I was lucky enough to win a traffic study project last week. Wins are always nice in this economy. I bring this up because I think the situation is indicative of the new economy. The study is being done for a site civil engineering firm that I've done a lot of work with over the last eight years – most of it sole source. Their client wanted them to bid out the study to make sure they got a fair price, so they sent a thorough RFP (which I reviewed for them) to four qualified firms. Since the bids/proposals were based on a well defined RFP, all four proposals had the same scope of work.
Three of us were within 10% of each other (I sharpened the pencil and was about 10% lower than the next two). The three of us have a good handle on current pricing. The weird part is that the fourth firm was 3.5 times more than my bid. Not 35% more, 250% more. They are not 250% better engineers than the rest of us.
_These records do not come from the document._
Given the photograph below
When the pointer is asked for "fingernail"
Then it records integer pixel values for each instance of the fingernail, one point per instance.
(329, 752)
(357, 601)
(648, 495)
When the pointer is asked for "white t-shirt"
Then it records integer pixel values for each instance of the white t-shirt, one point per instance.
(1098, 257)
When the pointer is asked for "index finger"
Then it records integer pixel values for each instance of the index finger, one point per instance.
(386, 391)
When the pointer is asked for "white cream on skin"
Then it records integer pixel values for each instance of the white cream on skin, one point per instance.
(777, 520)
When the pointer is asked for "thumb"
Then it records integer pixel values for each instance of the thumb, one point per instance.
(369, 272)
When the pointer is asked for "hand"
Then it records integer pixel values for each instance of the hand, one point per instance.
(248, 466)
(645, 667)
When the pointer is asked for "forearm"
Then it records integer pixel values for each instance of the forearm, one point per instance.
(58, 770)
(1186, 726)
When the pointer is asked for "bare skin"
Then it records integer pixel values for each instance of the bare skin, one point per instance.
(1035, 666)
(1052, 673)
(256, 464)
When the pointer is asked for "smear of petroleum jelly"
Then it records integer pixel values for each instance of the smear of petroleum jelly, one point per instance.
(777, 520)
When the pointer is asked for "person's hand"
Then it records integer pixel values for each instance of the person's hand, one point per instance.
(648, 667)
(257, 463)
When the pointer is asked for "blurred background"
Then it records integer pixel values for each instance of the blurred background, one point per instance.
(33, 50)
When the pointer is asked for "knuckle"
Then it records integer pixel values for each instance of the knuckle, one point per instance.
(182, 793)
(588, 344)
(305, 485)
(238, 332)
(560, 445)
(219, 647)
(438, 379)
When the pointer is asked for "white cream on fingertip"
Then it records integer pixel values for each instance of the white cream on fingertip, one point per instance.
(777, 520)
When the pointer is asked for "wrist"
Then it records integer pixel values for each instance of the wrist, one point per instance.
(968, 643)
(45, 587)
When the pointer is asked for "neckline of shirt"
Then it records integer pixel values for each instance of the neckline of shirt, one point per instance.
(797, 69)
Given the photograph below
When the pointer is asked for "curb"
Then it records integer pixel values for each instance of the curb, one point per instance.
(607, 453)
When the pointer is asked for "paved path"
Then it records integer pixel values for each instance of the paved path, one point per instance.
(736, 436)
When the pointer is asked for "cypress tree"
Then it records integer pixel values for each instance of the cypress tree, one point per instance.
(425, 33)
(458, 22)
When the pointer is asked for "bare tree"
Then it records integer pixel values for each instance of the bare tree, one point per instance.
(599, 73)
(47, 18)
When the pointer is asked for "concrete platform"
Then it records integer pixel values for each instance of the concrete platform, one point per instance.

Here's what I think is going on with the really expensive firm. Most of their traffic studies are done as "independent" consultants for cities. The city will have a developer escrow funds for the traffic study and then give the traffic study to this firm. There's no price competition and there's no incentive to be cost conscious (the decision maker – the city engineer in this type of situation – is paying with someone else's money).
I think I just got bumped out of another traffic study because the city engineer wants to use his "independent" consultant instead of the "developer's" consultant. I hope city engineers will start to review the estimating matrix I posted a little while ago. It doesn't benefit anyone to gouge developers.